Blog Cover

Improving Information Retrieval and RAG with Hypothetical Document Embeddings (HyDE)

Zilliz
9 min readJul 26, 2024

In recent years, dense retrievers powered by neural networks have emerged as a modern alternative to traditional sparse methods based on term frequency in information retrieval. These models have obtained state-of-the-art results on datasets and tasks where large training sets are available. However, extensive labeled datasets are not always available or suitable due to restrictions on use. Moreover, these datasets often do not encompass the full spectrum of real-world search scenarios, limiting their effectiveness.

Zero-shot methods, therefore, aim to transcend these limitations by enabling retrieval systems that can generalize across tasks and domains without relying on explicit relevance supervision. Performing document retrieval without prior training on task-specific data can minimize the training overhead and lower the cost of dataset creation.
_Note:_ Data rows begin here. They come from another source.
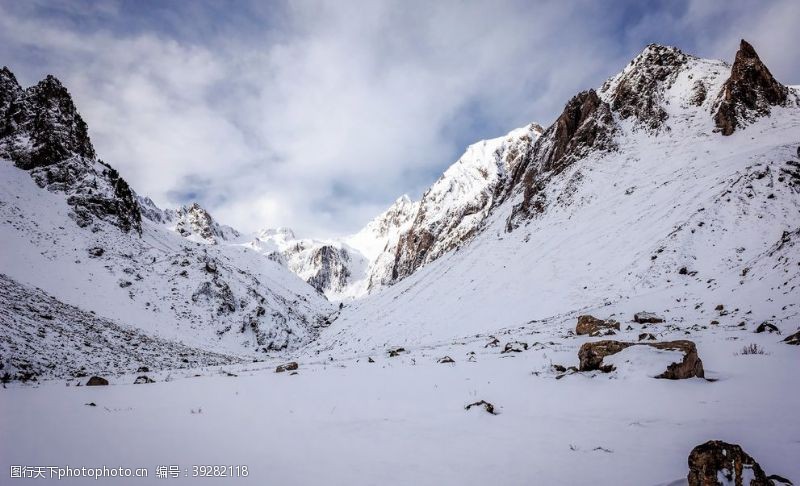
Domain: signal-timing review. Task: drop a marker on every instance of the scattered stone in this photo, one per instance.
(97, 381)
(591, 357)
(647, 318)
(793, 339)
(767, 327)
(515, 347)
(486, 406)
(291, 366)
(717, 461)
(593, 326)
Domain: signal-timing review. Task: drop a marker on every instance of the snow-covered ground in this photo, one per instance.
(700, 228)
(401, 420)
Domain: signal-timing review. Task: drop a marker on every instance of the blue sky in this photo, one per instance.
(318, 114)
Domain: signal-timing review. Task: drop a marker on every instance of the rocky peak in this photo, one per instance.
(748, 93)
(585, 125)
(42, 132)
(10, 92)
(455, 207)
(194, 222)
(638, 91)
(330, 268)
(41, 125)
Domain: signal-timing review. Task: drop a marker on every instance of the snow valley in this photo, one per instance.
(616, 291)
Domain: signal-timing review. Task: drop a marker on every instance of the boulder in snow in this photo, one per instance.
(591, 357)
(97, 381)
(718, 462)
(593, 326)
(291, 366)
(647, 318)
This blog will cover the details of a zero-shot retrieval method, Hypothetical Document Embeddings (HyDE), which outperforms unsupervised and fine-tuned dense retrievers. Later, the blog will also implement the HyDE method using OpenAI and the Milvus vector database.

What are Hypothetical Document Embeddings (HyDE)?

HyDE, or Hypothetical Document Embeddings, is a retrieval method that uses “fake” (hypothetical) documents to improve the answers generated by large language models (LLMs).

Specifically, HyDE uses an LLM (GPT-3.5 was used in the original implementation) to create a hypothetical answer to a query. This answer is turned into a vector embedding and placed in the same space as real documents. When you search for something, the system finds real documents that best match this hypothetical answer, even if they don’t match the exact words in your search. HyDE aims to capture the intent behind your query, ensuring that the retrieved documents are contextually relevant.

The HyDE retrieval offers several benefits:

  • Zero-Shot Retrieval: It effectively retrieves relevant documents without needing relevant labels or prior training on specific datasets.
  • Generative Approach: Generating hypothetical documents captures relevance patterns even if the details are inaccurate.
  • Versatility: It performs well across various tasks, such as web search, question answering, and fact verification, and supports multiple languages.

The upcoming section will detail the in-depth workings of HyDE.

How the HyDE Approach Works

Before jumping to the working of HyDE, let’s see what problem it solves:

Problem: In traditional dense retrieval methods, we typically encode queries and documents into single-vector representations — embeddings. Then, we conduct data retrieval by searching for the approximate nearest neighbors (ANN) in this high-dimensional vector space.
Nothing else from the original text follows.